Swung by the pier around 1:30pm Friday afternoon (no poles in hand) and saw about 20 Snook and Reds stacked up in the very front of the beach in about 2 feet of water. Threw everything at them, but they had lock jaw. Ended up pulling this little Red:










and a little Jack that put up a helluva fight:










I figured I'd get more bites with lighter line since the water was crystal clear. I found a huge Red about 34 to 38 inches long hanging in a spot. I downsized to 10-lb test mono leader and pitched a shrimp to him. Instant hook up. The only problem was, he was sitting behind two pilings when I threw it to him so he instantly went around a piling when he felt the hook. I tried to play it but there is only so much you can do on 10-lb mono and barnacle covered pilings. I re-rigged with 30-lb floro leader and did a repeat, this time he broke my 20-lb PP main line on the barnacle encrusted piling. Also caught a ton of Mangos, which are about like catching pinfish as far as I'm concerned (a waste of bait):










My buddy Chris caught this Atlantic Sharpnose shark in the evening. 

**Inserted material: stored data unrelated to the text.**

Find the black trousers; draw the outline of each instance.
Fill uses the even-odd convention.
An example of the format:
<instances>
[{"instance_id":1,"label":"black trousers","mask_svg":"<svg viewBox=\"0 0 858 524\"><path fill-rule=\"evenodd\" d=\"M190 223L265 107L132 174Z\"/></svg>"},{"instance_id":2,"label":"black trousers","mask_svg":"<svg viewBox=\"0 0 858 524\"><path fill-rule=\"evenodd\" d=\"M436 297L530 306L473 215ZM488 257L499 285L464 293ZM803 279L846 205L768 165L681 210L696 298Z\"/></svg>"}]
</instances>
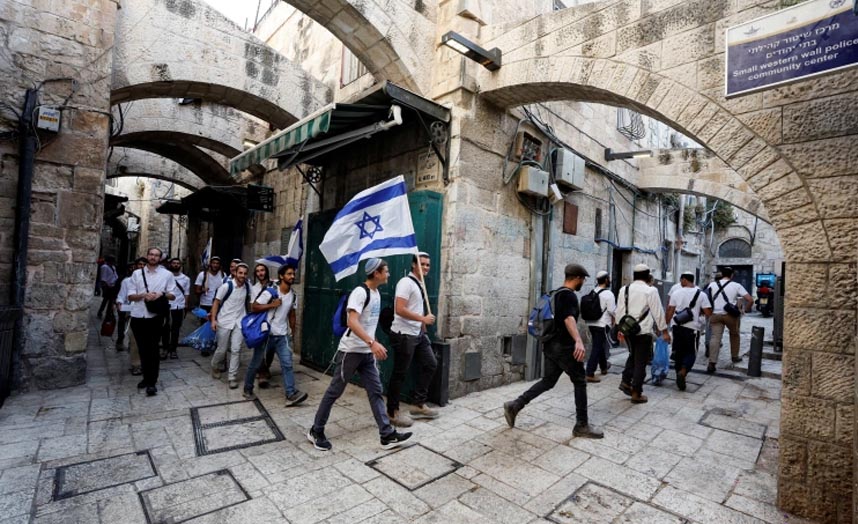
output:
<instances>
[{"instance_id":1,"label":"black trousers","mask_svg":"<svg viewBox=\"0 0 858 524\"><path fill-rule=\"evenodd\" d=\"M119 294L119 289L116 285L108 286L104 284L101 286L101 305L98 306L98 314L101 315L105 309L110 310L113 305L116 303L116 295Z\"/></svg>"},{"instance_id":2,"label":"black trousers","mask_svg":"<svg viewBox=\"0 0 858 524\"><path fill-rule=\"evenodd\" d=\"M697 359L697 345L700 334L693 329L673 326L673 350L676 353L676 369L691 370Z\"/></svg>"},{"instance_id":3,"label":"black trousers","mask_svg":"<svg viewBox=\"0 0 858 524\"><path fill-rule=\"evenodd\" d=\"M387 413L393 416L393 413L399 409L399 396L402 394L402 385L408 377L411 361L417 359L417 382L414 384L414 394L411 398L411 403L415 406L421 406L426 402L429 385L438 368L438 361L435 360L432 343L426 333L403 335L391 331L390 345L393 350L393 374L387 386Z\"/></svg>"},{"instance_id":4,"label":"black trousers","mask_svg":"<svg viewBox=\"0 0 858 524\"><path fill-rule=\"evenodd\" d=\"M140 367L143 370L143 382L147 386L158 384L158 371L161 358L158 355L158 337L164 325L164 317L132 318L131 332L140 351Z\"/></svg>"},{"instance_id":5,"label":"black trousers","mask_svg":"<svg viewBox=\"0 0 858 524\"><path fill-rule=\"evenodd\" d=\"M182 330L184 320L184 309L171 309L170 314L164 317L164 327L161 330L161 347L164 351L174 352L179 347L179 331Z\"/></svg>"},{"instance_id":6,"label":"black trousers","mask_svg":"<svg viewBox=\"0 0 858 524\"><path fill-rule=\"evenodd\" d=\"M646 379L646 365L652 360L652 335L635 335L626 338L629 358L623 370L623 382L631 384L632 390L643 392Z\"/></svg>"},{"instance_id":7,"label":"black trousers","mask_svg":"<svg viewBox=\"0 0 858 524\"><path fill-rule=\"evenodd\" d=\"M544 350L545 366L542 380L521 394L515 402L524 407L539 395L551 390L563 373L569 375L575 387L575 419L579 424L587 423L587 380L584 378L584 363L575 360L574 347L546 346Z\"/></svg>"},{"instance_id":8,"label":"black trousers","mask_svg":"<svg viewBox=\"0 0 858 524\"><path fill-rule=\"evenodd\" d=\"M590 326L590 339L593 347L590 350L590 358L587 360L587 375L593 376L596 367L604 373L608 370L608 332L607 328Z\"/></svg>"}]
</instances>

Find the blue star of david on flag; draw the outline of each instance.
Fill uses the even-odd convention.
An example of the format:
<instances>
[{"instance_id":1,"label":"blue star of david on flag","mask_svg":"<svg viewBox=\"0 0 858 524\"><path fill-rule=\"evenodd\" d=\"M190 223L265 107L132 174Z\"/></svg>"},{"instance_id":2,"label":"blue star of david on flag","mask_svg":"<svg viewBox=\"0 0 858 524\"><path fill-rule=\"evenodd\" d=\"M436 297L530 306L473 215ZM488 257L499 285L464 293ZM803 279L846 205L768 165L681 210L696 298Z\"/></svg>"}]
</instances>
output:
<instances>
[{"instance_id":1,"label":"blue star of david on flag","mask_svg":"<svg viewBox=\"0 0 858 524\"><path fill-rule=\"evenodd\" d=\"M392 178L349 200L319 250L337 281L355 274L361 260L417 253L405 178Z\"/></svg>"},{"instance_id":2,"label":"blue star of david on flag","mask_svg":"<svg viewBox=\"0 0 858 524\"><path fill-rule=\"evenodd\" d=\"M367 230L369 224L372 224L371 231ZM381 227L381 215L370 216L366 211L363 213L363 218L355 222L355 225L360 229L360 238L373 238L379 231L384 231Z\"/></svg>"}]
</instances>

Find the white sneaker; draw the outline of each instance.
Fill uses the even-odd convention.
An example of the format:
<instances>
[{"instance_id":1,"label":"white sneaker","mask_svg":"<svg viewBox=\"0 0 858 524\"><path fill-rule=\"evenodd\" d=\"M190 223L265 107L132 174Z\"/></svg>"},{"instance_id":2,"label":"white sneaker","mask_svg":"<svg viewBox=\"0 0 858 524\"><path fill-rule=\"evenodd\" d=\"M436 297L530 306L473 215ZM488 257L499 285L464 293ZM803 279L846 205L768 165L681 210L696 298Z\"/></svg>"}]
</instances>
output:
<instances>
[{"instance_id":1,"label":"white sneaker","mask_svg":"<svg viewBox=\"0 0 858 524\"><path fill-rule=\"evenodd\" d=\"M393 412L393 416L390 417L390 423L399 428L410 428L411 425L414 424L414 421L407 413L404 413L401 410L396 410Z\"/></svg>"},{"instance_id":2,"label":"white sneaker","mask_svg":"<svg viewBox=\"0 0 858 524\"><path fill-rule=\"evenodd\" d=\"M426 404L422 406L414 406L409 411L411 413L411 417L415 419L420 418L438 418L438 410L427 407Z\"/></svg>"}]
</instances>

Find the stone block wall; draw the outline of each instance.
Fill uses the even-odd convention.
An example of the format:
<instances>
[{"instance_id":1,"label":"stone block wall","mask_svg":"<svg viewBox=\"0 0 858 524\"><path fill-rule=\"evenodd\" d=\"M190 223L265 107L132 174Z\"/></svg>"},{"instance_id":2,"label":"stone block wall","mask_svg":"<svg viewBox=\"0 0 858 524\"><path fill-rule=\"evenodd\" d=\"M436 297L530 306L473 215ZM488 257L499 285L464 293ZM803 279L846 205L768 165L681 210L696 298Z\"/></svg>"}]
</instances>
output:
<instances>
[{"instance_id":1,"label":"stone block wall","mask_svg":"<svg viewBox=\"0 0 858 524\"><path fill-rule=\"evenodd\" d=\"M54 388L86 378L87 315L101 233L107 155L109 72L115 0L0 4L0 132L14 129L25 89L41 85L40 104L61 107L56 136L40 135L33 181L27 259L23 353L16 355L21 386ZM62 80L56 80L62 79ZM72 83L71 79L74 79ZM17 180L15 142L0 142L4 182ZM13 183L4 188L14 187ZM11 232L14 193L4 231ZM14 190L11 190L14 191ZM0 281L11 280L9 235L0 247ZM6 300L3 294L2 300Z\"/></svg>"}]
</instances>

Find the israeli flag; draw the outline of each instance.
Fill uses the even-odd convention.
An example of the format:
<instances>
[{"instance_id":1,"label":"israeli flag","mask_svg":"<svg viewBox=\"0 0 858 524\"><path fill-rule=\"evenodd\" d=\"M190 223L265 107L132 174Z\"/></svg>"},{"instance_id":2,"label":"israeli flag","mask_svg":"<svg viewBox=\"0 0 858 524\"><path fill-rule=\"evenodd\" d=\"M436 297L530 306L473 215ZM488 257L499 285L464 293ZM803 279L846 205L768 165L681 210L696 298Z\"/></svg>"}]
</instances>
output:
<instances>
[{"instance_id":1,"label":"israeli flag","mask_svg":"<svg viewBox=\"0 0 858 524\"><path fill-rule=\"evenodd\" d=\"M212 237L209 237L209 243L206 244L205 249L203 249L203 254L200 255L200 266L203 271L208 269L209 267L209 259L212 256Z\"/></svg>"},{"instance_id":2,"label":"israeli flag","mask_svg":"<svg viewBox=\"0 0 858 524\"><path fill-rule=\"evenodd\" d=\"M319 250L337 281L357 272L361 260L417 253L405 178L365 189L337 213Z\"/></svg>"},{"instance_id":3,"label":"israeli flag","mask_svg":"<svg viewBox=\"0 0 858 524\"><path fill-rule=\"evenodd\" d=\"M304 254L304 220L298 219L292 228L292 236L289 237L289 247L286 249L286 262L298 267L301 256Z\"/></svg>"}]
</instances>

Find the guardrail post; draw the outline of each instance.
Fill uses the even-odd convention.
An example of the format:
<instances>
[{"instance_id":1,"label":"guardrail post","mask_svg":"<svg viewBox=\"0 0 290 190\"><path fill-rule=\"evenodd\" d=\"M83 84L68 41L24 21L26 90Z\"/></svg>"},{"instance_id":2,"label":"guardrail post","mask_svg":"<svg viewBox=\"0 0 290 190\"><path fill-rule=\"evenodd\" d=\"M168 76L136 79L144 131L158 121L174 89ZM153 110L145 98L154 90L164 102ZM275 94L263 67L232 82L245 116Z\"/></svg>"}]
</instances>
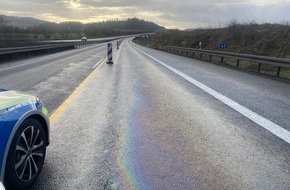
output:
<instances>
[{"instance_id":1,"label":"guardrail post","mask_svg":"<svg viewBox=\"0 0 290 190\"><path fill-rule=\"evenodd\" d=\"M240 65L240 60L237 59L237 68L239 68L239 65Z\"/></svg>"},{"instance_id":2,"label":"guardrail post","mask_svg":"<svg viewBox=\"0 0 290 190\"><path fill-rule=\"evenodd\" d=\"M221 63L224 63L224 57L221 57Z\"/></svg>"},{"instance_id":3,"label":"guardrail post","mask_svg":"<svg viewBox=\"0 0 290 190\"><path fill-rule=\"evenodd\" d=\"M260 70L261 70L261 63L258 63L258 69L257 69L257 73L260 73Z\"/></svg>"},{"instance_id":4,"label":"guardrail post","mask_svg":"<svg viewBox=\"0 0 290 190\"><path fill-rule=\"evenodd\" d=\"M278 66L278 68L277 68L277 77L279 77L280 76L280 72L281 72L281 67L280 66Z\"/></svg>"},{"instance_id":5,"label":"guardrail post","mask_svg":"<svg viewBox=\"0 0 290 190\"><path fill-rule=\"evenodd\" d=\"M209 55L209 61L211 62L211 55Z\"/></svg>"},{"instance_id":6,"label":"guardrail post","mask_svg":"<svg viewBox=\"0 0 290 190\"><path fill-rule=\"evenodd\" d=\"M199 58L202 59L202 53L200 53Z\"/></svg>"}]
</instances>

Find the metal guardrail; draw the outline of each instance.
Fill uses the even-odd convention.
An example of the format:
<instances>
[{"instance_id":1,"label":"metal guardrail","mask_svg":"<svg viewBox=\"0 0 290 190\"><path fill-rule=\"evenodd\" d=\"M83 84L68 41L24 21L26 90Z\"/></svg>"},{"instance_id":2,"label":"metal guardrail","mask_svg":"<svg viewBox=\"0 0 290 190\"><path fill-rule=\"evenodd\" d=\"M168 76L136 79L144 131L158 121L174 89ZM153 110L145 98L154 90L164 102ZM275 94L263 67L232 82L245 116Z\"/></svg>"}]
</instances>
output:
<instances>
[{"instance_id":1,"label":"metal guardrail","mask_svg":"<svg viewBox=\"0 0 290 190\"><path fill-rule=\"evenodd\" d=\"M98 38L90 39L88 41L80 40L48 40L48 41L38 41L41 45L29 45L23 47L10 47L10 48L0 48L0 56L15 55L20 53L38 52L43 50L51 50L57 48L80 48L89 44L103 43L112 41L115 39L122 39L124 37L108 37L108 38Z\"/></svg>"},{"instance_id":2,"label":"metal guardrail","mask_svg":"<svg viewBox=\"0 0 290 190\"><path fill-rule=\"evenodd\" d=\"M34 51L49 50L49 49L56 49L56 48L69 48L69 47L77 48L77 47L84 46L85 44L86 43L78 42L78 43L45 44L45 45L26 46L26 47L0 48L0 55L34 52Z\"/></svg>"},{"instance_id":3,"label":"metal guardrail","mask_svg":"<svg viewBox=\"0 0 290 190\"><path fill-rule=\"evenodd\" d=\"M42 45L29 45L29 46L23 46L23 47L0 48L0 56L5 57L7 55L9 56L9 55L28 53L28 52L38 52L38 51L42 51L42 50L50 50L50 49L57 49L57 48L69 48L69 47L79 48L79 47L83 47L83 46L86 46L89 44L109 42L112 40L118 40L118 39L123 39L123 38L128 38L128 37L135 37L136 35L145 35L145 34L153 34L153 33L133 34L133 35L106 37L106 38L95 38L95 39L89 39L87 41L80 41L80 40L37 41L37 43L39 43L39 44L42 43ZM3 39L0 39L0 40L3 40ZM13 39L10 39L10 40L13 40ZM28 39L26 39L26 41L31 42Z\"/></svg>"},{"instance_id":4,"label":"metal guardrail","mask_svg":"<svg viewBox=\"0 0 290 190\"><path fill-rule=\"evenodd\" d=\"M239 54L239 53L230 53L222 51L212 51L212 50L201 50L193 48L182 48L176 46L164 46L159 47L159 50L166 51L168 53L175 53L183 56L194 57L195 54L199 54L199 58L202 59L203 55L209 55L209 61L212 61L212 56L220 57L221 62L224 62L224 58L236 59L236 67L239 67L240 60L255 62L258 64L257 72L260 72L261 64L277 66L277 77L279 77L281 68L290 68L290 59L282 59L275 57L266 57L266 56L257 56L257 55L248 55L248 54Z\"/></svg>"}]
</instances>

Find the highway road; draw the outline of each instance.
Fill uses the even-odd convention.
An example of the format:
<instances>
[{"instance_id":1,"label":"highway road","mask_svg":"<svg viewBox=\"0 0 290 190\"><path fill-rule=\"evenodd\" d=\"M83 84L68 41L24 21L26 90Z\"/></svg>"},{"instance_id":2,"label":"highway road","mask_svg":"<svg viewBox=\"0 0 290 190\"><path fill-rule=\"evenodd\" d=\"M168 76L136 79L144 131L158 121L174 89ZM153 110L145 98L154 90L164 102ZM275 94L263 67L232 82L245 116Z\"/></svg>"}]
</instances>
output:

That night I ventured out to the Ponce Jetty with some friends from Sunglow in the pitch black. Shortly after getting their I landed this 23" Redfish (fat and maybe pregnant) on live shrimp and the tail of outgoing tide. This little fish stripped drag for about 3 mins and was a fun fight on my new St.Croix:










Once the tide switched to incoming, the bite ended immediately. Not much else was caught, a lot of Blues pecking at bait. Rumor had it some Snook were caught earlier in the evening before I got there. Ended the evening with 1000 new bug bites and a lot of achin muscles


----------



## KodiakZach (Mar 16, 2005)

Went out about an hour ago to try and waste a dozen or so shrimp I had leftover from last night. W-O-W what a difference 12 hours can make. Yesterday and last night the ocean was flat as a lake and crystal clear. I was woken up this morning by the 20mph wind gusts and an ocean that is furious and dirty from the NNE wind. 

So I went and fished the flat bridge by Aunt Catfish and caught 1 small Jack, 1 Flounder, and 1 Mango. I left the phone in the car so no pics. Not too exciting, but I am itching to go fishin and don't know where. It looks like the HOT bite all week at Ponce and NSB has shutdown since I came out here to fish this weekend. =(


----------



## Surf Fish (Dec 16, 2005)

Since you post the most fishing reports, with the most pictures, and the best stories (glad you got your bobber back), I think we need to chip in and get you a camera for Christmas. Them blurry cell phone fish are hard to identify


----------